Someone has been submitting fictional reports of severe weather to the National Weather Service, causing unnecessary alerts and frightening people.
The areas affected have included Milwaukee, La Crosse, Chicago, and Lincoln, Ill., said Tom Schwein, chief of the National Weather Service’s systems and facilities division for the central region in Kansas City, Mo.
The person started sending reports in mid-April through an online form on the service’s Web site.
“We’ve been detecting a regular pattern of a person who has been submitting false severe weather reports that are constructed in a way that seem very realistic,” Schwein said. “Whoever this person is seems to have knowledge of severe weather reports.”
Schwein said reporting severe weather is like calling in a bogus bomb threat or unnecessarily pulling a fire alarm.
“People had to take cover, media interrupted their broadcasting for hours, we’ve alerted people unnecessarily and frightened them. This person has really misled us,” Schwein said.

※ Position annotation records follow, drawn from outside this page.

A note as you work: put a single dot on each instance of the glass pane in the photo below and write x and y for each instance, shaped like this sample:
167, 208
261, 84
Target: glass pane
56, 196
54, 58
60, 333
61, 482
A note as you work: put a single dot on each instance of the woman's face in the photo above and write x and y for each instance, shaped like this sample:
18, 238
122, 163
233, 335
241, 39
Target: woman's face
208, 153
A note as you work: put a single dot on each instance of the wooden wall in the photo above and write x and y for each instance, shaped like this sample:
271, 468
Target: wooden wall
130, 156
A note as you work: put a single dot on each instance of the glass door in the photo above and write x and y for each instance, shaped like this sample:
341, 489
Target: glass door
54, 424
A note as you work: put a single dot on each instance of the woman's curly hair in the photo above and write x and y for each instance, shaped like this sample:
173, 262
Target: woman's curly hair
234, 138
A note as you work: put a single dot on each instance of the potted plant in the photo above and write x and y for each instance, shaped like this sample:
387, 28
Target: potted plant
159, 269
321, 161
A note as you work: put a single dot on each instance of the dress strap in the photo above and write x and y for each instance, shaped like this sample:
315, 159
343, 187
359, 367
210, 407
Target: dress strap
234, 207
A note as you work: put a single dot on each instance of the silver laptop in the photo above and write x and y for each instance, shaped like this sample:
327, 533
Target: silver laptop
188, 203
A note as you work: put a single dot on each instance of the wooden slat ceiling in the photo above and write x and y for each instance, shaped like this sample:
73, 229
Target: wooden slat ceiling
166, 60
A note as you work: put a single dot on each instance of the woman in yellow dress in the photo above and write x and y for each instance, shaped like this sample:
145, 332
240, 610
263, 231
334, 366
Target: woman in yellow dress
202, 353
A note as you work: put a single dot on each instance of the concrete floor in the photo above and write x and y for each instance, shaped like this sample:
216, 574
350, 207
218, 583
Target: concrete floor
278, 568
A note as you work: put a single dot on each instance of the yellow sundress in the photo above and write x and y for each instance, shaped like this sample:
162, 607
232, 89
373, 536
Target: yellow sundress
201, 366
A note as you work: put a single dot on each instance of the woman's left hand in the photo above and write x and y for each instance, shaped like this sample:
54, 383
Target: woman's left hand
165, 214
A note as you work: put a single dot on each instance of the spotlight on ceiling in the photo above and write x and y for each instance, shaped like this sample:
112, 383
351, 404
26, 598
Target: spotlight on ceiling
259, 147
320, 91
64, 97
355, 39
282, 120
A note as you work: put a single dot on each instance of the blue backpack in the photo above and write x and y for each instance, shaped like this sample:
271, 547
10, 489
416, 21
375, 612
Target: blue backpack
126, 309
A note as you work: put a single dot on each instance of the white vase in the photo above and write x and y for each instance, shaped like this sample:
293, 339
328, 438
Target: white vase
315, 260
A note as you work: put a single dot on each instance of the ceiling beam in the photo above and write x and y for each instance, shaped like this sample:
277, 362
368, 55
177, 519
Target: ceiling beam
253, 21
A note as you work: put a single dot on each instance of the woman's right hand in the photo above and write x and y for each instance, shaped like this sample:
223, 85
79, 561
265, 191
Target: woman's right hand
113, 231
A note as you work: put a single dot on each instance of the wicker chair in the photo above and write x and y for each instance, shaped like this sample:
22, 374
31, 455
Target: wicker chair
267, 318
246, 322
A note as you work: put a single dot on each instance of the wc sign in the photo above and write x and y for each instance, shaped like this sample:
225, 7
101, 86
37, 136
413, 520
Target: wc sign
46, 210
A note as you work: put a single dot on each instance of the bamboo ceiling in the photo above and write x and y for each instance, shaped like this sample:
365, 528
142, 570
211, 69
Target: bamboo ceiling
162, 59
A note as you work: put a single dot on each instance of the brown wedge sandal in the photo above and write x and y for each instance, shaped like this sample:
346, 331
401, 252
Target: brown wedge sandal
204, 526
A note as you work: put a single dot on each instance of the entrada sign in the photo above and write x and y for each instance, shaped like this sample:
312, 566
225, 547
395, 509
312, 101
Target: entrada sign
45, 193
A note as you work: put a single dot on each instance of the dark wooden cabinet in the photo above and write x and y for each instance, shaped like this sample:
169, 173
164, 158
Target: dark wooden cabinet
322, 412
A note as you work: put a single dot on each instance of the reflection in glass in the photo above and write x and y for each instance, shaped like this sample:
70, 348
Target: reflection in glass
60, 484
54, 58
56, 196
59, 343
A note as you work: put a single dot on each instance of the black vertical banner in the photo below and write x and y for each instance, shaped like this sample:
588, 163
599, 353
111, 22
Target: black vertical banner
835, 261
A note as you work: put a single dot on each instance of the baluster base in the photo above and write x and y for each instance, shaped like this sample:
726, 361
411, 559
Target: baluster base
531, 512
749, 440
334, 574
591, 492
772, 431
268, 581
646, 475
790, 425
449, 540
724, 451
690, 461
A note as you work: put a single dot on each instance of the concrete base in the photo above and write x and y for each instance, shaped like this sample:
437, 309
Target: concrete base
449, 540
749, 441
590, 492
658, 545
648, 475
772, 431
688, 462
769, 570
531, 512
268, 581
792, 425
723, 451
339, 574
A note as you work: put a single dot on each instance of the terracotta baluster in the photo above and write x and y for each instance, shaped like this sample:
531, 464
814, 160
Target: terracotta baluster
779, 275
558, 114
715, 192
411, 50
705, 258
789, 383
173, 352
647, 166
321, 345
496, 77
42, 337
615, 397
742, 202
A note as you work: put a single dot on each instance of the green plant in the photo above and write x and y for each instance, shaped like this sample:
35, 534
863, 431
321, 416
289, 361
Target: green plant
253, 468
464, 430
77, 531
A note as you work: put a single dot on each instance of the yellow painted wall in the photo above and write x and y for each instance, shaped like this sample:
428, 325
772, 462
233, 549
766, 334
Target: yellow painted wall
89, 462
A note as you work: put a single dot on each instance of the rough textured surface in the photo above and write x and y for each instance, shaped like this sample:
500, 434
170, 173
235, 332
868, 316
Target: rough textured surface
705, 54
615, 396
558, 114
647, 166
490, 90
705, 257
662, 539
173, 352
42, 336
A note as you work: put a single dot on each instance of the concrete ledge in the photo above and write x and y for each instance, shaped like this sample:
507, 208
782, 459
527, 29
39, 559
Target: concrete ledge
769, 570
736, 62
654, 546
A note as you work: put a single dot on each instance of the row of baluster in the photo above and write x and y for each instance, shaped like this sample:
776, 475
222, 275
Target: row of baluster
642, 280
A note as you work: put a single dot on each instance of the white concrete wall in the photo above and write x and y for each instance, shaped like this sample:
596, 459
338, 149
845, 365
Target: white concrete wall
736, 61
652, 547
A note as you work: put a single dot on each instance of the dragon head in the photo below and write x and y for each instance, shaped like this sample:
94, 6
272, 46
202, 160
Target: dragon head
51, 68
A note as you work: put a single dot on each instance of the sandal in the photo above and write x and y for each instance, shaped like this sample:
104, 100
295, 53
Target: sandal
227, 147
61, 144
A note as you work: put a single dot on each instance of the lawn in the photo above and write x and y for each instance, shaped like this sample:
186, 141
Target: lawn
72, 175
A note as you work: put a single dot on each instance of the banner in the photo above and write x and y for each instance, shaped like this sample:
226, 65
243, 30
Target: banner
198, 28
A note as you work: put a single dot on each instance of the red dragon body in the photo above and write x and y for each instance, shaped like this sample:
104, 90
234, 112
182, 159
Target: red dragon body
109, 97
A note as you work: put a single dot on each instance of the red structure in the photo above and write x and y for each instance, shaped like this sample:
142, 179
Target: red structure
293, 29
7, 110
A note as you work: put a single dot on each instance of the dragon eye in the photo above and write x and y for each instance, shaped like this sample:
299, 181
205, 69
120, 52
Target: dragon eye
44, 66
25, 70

More than 25 pretend reports were submitted from the same computer over one weekend this month, and the service typically gets 40 to 50 a month from that source, Schwein said. It does not appear that any phony reports were sent during Thursday’s severe weather, according to Pat Slattery of the Weather Service.
The public can use a form on weather service local Web sites to anonymously report weather. The agency recently added a notice at the top of the form that submitting false statements is a federal crime, with a maximum penalty of up to five years in prison and a $250,000 fine.
Schwein said investigators have traced the Internet protocol address of the faker’s computer. The FBI is helping subpoena records to figure out who is registered for the computer IP address, he said.
On April 25, a report came in stating that a tornado causing damage and injuries had hit Blue Mound, Ill. Local NBC affiliate WAND-TV in Decatur, Ill., interrupted normal broadcasting for approximately three hours, said Lee Davis, chief meteorologist with WAND-TV.
“We were getting warnings from the National Weather Service which seemed inconsistent with the data I was showing on my radar,” Davis said.
Severe weather was already present in that county. The county’s Emergency Management Agency issued a tornado warning based on spotter reports, said Phil Anello, the emergency agency’s coordinator for the county. Nevertheless, the reports of damage and injuries were false.
The person usually submits the false reports when severe weather is already present, Schwein said.
“The time and location of the report will line up very well with our satellite and radar data,” Schwein said. “They’ll report damage that fits the structure of the storm.”
Forecasters consider radar, environment and spotter reports before alerting the public of severe weather, said Rusty Kapela, warning coordination meteorologist with the weather service’s Sullivan office.
“We need two out of three in most cases to push the meteorologist past the point where they’ll issue a warning,” Kapela said.
The false reports coming through the public Web site differ from reports from trained spotters who register with the weather service and must log in to sites with a password.